Efficacy of Podiatry Instrument Reprocessing by Measuring Residual Protein Contamination

The cleaning stage of the instrument decontamination process has come under increased scrutiny due to the increasing complexity of surgical instruments and the adverse affects of residual protein contamination on surgical instruments. Instruments used in the podiatry field have a complex surface topography and are exposed to a wide range of biological contamination. Currently, podiatry instruments are reprocessed locally within surgeries while national strategies are favoring a move toward reprocessing in central facilities. Gordon Smith, of the Institute of Infection, Immunity and Inflammation at the Veterinary and Life Sciences University of Glasgow, and colleagues, sought to determine the efficacy of local and central reprocessing on podiatry instruments by measuring residual protein contamination of instruments reprocessed by both methods.

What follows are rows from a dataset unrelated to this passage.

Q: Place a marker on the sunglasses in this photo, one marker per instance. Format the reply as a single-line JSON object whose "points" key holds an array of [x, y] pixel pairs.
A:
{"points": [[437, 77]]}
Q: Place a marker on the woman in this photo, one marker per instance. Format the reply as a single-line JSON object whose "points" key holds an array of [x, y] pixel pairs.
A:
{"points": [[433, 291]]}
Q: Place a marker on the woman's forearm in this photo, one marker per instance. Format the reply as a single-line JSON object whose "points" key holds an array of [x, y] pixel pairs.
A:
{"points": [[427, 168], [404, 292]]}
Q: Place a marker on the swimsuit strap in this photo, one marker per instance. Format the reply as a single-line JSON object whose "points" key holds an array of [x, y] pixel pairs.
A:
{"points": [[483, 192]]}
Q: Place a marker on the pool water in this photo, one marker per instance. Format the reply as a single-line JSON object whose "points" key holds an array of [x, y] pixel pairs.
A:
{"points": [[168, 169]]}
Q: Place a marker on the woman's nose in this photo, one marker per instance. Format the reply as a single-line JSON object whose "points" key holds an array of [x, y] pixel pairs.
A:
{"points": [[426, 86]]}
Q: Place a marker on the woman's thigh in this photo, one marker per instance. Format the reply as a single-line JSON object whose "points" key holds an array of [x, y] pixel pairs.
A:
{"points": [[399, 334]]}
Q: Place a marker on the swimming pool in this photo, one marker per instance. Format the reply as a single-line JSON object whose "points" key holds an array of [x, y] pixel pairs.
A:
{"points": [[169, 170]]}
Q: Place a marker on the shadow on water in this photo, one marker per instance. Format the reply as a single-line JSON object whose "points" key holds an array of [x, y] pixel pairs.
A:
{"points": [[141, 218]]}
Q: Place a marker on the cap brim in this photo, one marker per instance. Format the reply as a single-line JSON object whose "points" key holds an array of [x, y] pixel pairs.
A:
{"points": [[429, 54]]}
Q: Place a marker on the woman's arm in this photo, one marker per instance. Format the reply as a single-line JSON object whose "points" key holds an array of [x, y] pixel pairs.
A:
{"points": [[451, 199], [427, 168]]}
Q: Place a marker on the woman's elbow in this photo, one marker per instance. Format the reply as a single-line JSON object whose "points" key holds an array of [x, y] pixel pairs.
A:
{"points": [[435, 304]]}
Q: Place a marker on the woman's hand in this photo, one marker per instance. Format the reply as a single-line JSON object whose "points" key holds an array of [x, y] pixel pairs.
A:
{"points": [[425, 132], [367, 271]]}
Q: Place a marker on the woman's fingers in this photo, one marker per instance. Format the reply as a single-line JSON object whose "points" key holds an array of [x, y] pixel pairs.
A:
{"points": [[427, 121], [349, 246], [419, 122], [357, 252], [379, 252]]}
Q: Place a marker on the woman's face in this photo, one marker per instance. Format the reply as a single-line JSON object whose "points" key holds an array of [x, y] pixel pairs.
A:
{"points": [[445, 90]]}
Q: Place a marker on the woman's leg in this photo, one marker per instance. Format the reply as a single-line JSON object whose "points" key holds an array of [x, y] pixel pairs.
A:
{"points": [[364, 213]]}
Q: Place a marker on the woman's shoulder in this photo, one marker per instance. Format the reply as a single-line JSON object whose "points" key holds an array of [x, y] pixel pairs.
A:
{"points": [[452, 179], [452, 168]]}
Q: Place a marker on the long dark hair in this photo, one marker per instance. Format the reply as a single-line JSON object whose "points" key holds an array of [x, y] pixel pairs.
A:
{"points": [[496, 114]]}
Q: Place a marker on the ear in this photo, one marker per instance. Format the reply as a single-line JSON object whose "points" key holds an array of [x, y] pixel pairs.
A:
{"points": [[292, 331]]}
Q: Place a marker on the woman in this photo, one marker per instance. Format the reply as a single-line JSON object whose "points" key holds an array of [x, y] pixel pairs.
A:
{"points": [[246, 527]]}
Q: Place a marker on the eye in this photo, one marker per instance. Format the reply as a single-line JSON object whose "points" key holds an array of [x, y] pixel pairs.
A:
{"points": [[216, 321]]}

The residual protein of 189 instruments reprocessed centrally and 189 instruments reprocessed locally was determined using a fluorescent assay based on the reaction of proteins with o-phthaldialdehyde/sodium 2-mercaptoethanesulfonate.

Residual protein was detected on 72 percent (n = 136) of instruments reprocessed centrally and 90 percent (n = 170) of instruments reprocessed locally. Significantly less protein (p < 0.001) was recovered from instruments reprocessed centrally (median 20.62 g, range 0 - 5705 g) than local reprocessing (median 111.9 g, range 0 - 6344 g).

The researchers concluded that overall, the results show the superiority of central reprocessing for complex podiatry instruments when protein contamination is considered, though no significant difference was found in residual protein between local decontamination unit and central decontamination unit processes for Blacks files. Further research is needed to undertake qualitative identification of protein contamination to identify any cross contamination risks and a standard for acceptable residual protein contamination applicable to different instruments and specialities should be considered as a matter of urgency. Their work was published in theJournal of Foot and Ankle Research.

Reference: Smith G, Goldie F, Long S, Lappin DF, Ramage G and Smith AJ. Quantitative analysis of residual protein contamination of podiatry instruments reprocessed through local and central decontamination units. Journal of Foot and Ankle Research 2011, 4:2 doi:10.1186/1757-1146-4-2.